Understanding the patterns, causes, and consequences of biotic interchange—the movement of species between neighboring biotas—is crucial for evaluating the effects of human-introduced species in the modern biosphere. Since at least the early Miocene, the tropical and subtropical western Atlantic has comprised two biogeographic provinces, the Gatunian (including the Caribbean) and the Caloosahatchian (North Carolina to Florida and the Yucatán peninsula). Although these adjacent provinces are not separated by a land barrier, exchange of species between them has been limited and intermittent. A synthesis of taxonomic, phylogenetic, stratigraphic, and biogeographic data on six gastropod and two bivalve groups reveals a dramatic shift in the pattern of interchange between these provinces. About 31% of early Miocene Caloosahatchian subgenus- and species-group-level taxa invaded the Gatunian Province by the late Miocene, but no taxa extended their ranges in the opposite direction. Beginning in the early Pliocene and continuing into the early Pleistocene, 40 taxa (roughly one-third of Gatunian diversity) invaded the Caloosahatchian Province from the Caribbean, whereas only four taxa extended their range from Florida into the Caribbean.

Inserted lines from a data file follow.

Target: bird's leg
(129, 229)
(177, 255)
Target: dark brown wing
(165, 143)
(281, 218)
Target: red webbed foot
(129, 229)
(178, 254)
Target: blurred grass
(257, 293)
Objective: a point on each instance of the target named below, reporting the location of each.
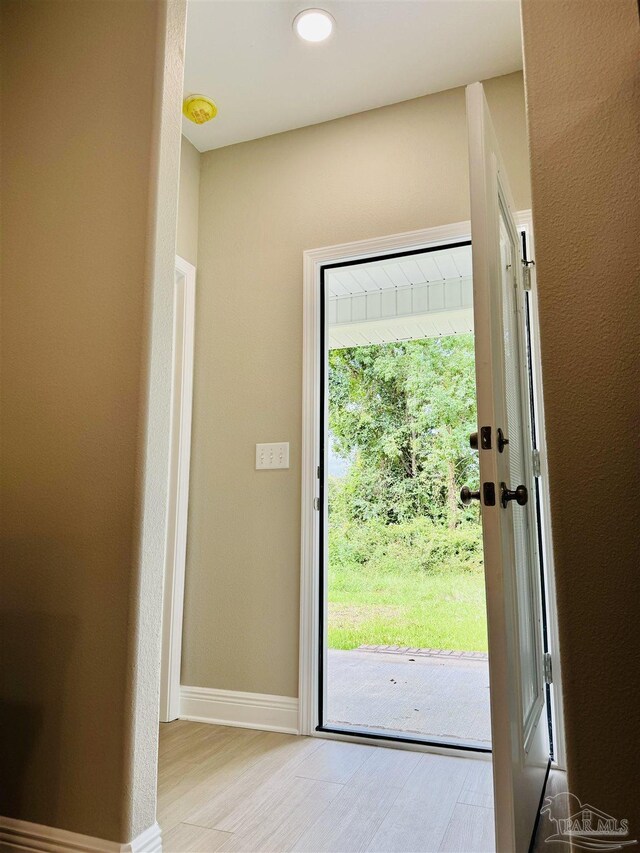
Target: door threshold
(403, 739)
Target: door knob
(466, 495)
(520, 495)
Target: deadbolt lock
(520, 495)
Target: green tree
(402, 413)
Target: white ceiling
(423, 295)
(245, 56)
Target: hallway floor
(440, 694)
(223, 788)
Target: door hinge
(526, 274)
(535, 461)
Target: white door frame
(178, 488)
(314, 259)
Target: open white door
(518, 714)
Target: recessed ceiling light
(313, 24)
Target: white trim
(524, 219)
(260, 711)
(23, 835)
(178, 489)
(309, 582)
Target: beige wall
(188, 202)
(582, 60)
(262, 203)
(81, 576)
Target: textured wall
(79, 644)
(581, 67)
(189, 196)
(262, 203)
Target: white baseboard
(20, 835)
(246, 710)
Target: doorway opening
(403, 635)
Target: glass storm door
(507, 492)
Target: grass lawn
(369, 604)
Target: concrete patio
(426, 692)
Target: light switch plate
(271, 456)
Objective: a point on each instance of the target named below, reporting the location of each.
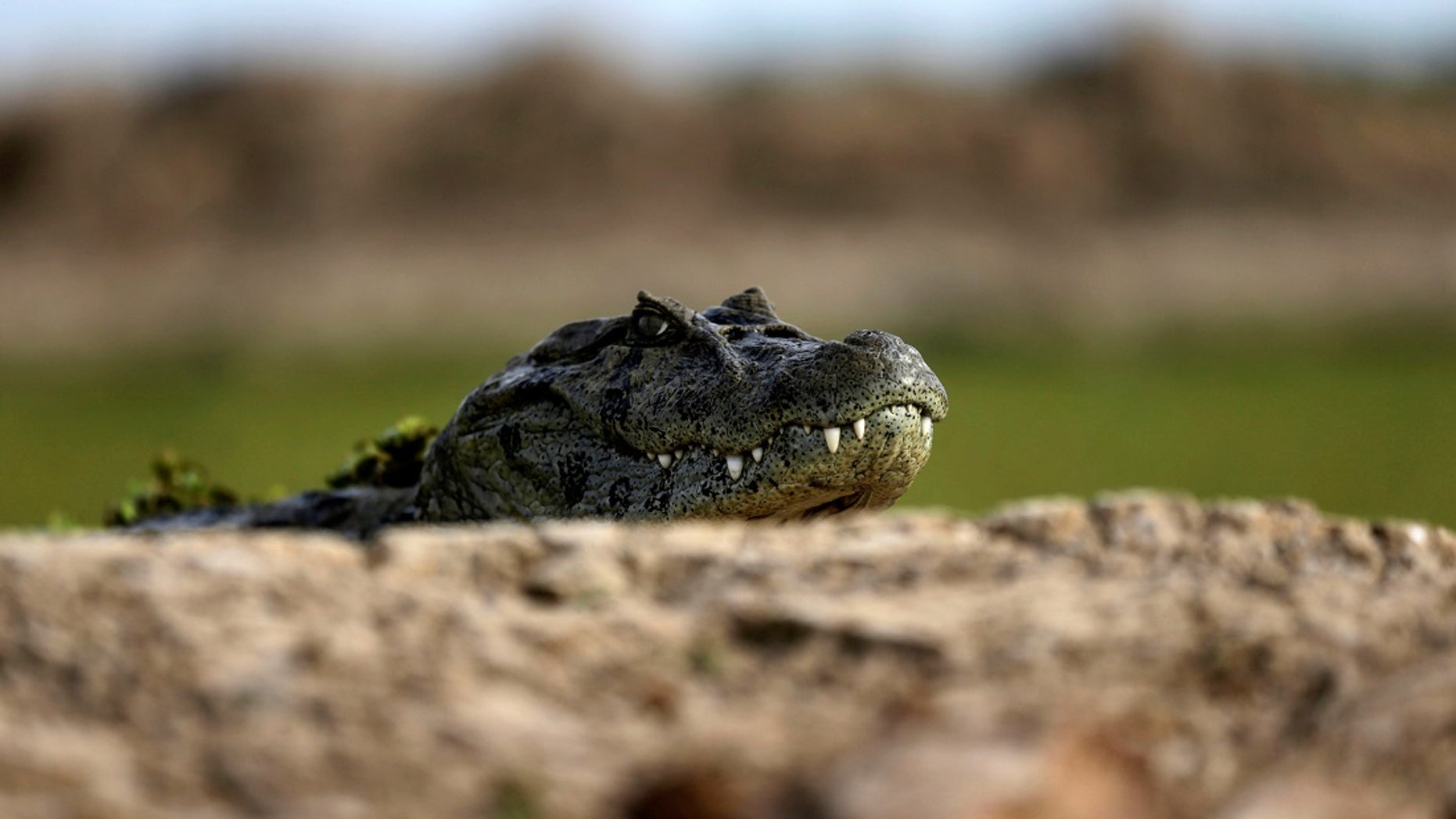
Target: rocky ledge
(1133, 656)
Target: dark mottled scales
(655, 415)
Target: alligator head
(673, 413)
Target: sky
(44, 41)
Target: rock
(1138, 655)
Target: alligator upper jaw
(913, 415)
(800, 472)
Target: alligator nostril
(873, 338)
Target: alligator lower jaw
(800, 473)
(832, 438)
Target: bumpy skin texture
(660, 415)
(670, 413)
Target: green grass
(1361, 424)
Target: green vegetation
(177, 485)
(1359, 422)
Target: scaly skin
(650, 417)
(665, 413)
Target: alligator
(665, 413)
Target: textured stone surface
(1136, 656)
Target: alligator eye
(650, 325)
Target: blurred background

Comparisons between the ranked percentage of Gatunian invaders in Florida and the magnitude of regional extinction there for each of four middle Pliocene to early Pleistocene intervals reveal no consistent relation between invasion and prior or concurrent extinction. During the Pliocene, invaders not only compensated for extinctions, but also accounted for almost all the observed increase in standing diversity in Florida. Only after the large extinction event at the end of the Pliocene did invaders from the Gatunian Province not fully compensate for the loss of species.

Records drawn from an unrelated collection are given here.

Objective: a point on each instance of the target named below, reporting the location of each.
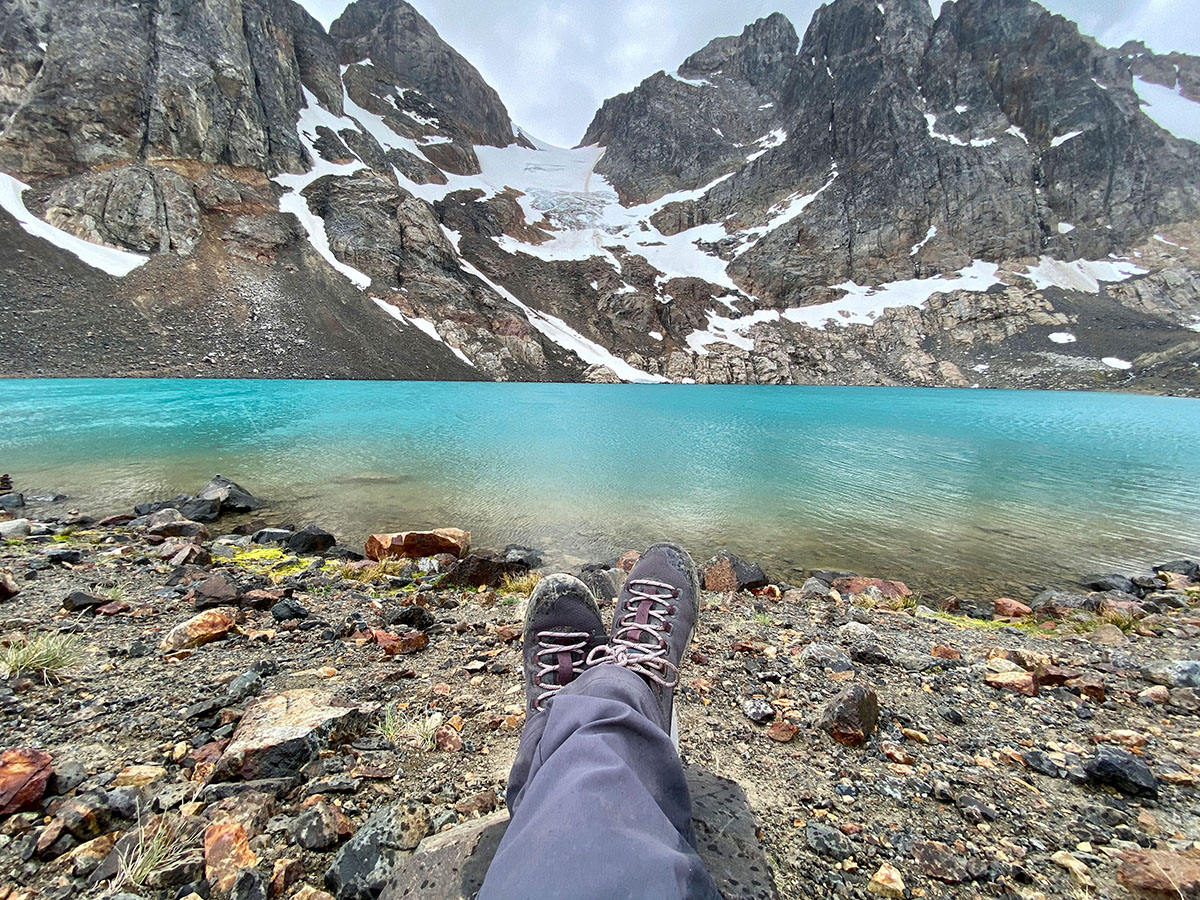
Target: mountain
(985, 197)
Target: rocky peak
(761, 55)
(397, 39)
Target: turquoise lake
(952, 490)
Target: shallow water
(953, 490)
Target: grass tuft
(520, 583)
(163, 843)
(46, 655)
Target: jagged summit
(982, 197)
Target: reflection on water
(951, 489)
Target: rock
(827, 841)
(311, 539)
(1174, 673)
(727, 573)
(1121, 769)
(1009, 609)
(781, 731)
(215, 591)
(285, 873)
(279, 735)
(81, 600)
(226, 852)
(886, 882)
(1108, 635)
(249, 886)
(24, 774)
(826, 655)
(288, 610)
(945, 863)
(402, 645)
(270, 535)
(415, 545)
(366, 863)
(757, 711)
(481, 570)
(856, 585)
(204, 628)
(232, 496)
(1158, 695)
(1078, 869)
(9, 587)
(1183, 567)
(15, 529)
(322, 826)
(1060, 603)
(1109, 582)
(1019, 682)
(1161, 874)
(850, 718)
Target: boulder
(279, 735)
(415, 545)
(481, 570)
(1122, 771)
(204, 628)
(1161, 874)
(850, 717)
(729, 573)
(366, 863)
(16, 528)
(24, 774)
(311, 539)
(232, 496)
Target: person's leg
(598, 798)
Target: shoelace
(637, 642)
(562, 653)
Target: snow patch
(1080, 275)
(864, 304)
(1169, 109)
(1063, 138)
(115, 262)
(929, 235)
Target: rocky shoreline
(197, 709)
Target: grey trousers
(599, 804)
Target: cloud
(555, 61)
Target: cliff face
(985, 198)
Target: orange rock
(226, 852)
(945, 652)
(857, 585)
(1009, 609)
(207, 627)
(1161, 874)
(414, 545)
(23, 777)
(401, 645)
(781, 731)
(1024, 683)
(285, 874)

Although the Miocene interaction between the Gatunian and Caloosahatchian biotas involved two fully tropical entities, the Plio–Pleistocene interaction exemplifies a general pattern in which tropical species often spread to higher latitudes during warm intervals, but warm-temperate or subtropical species rarely become established in the Tropics. Some evidence indicates that tropical Caribbean molluscs are exposed and adapted to more intense competition and predation than their subtropical counterparts in Florida, implying a role for individual-level biotic interactions in determining the predominant direction of interchange. Intensification of north-flowing currents in the western Atlantic may also contribute to the nearly one-way movement of taxa from the Caribbean to Florida during the Pliocene and early Pleistocene. The changing pattern of interchange from the Miocene to the Pliocene further reflects a change in the geography of species richness, with the richer province serving as the chief donor and the province with lower diversity acting as the main recipient of invaders. Diversity, ocean circulation, and the competitive environment thus account for the observed switch in the predominant direction of invasion in the western Atlantic during the Neogene.
The fact that almost 90% of Gatunian immigrants to Florida differentiated taxonomically there indicates that invasion is intermittent. Long-term consequences of this and many other cases of interchange between provinces include enrichment of the regional and global species pool and the spread of adaptations reflecting intense competition and predation.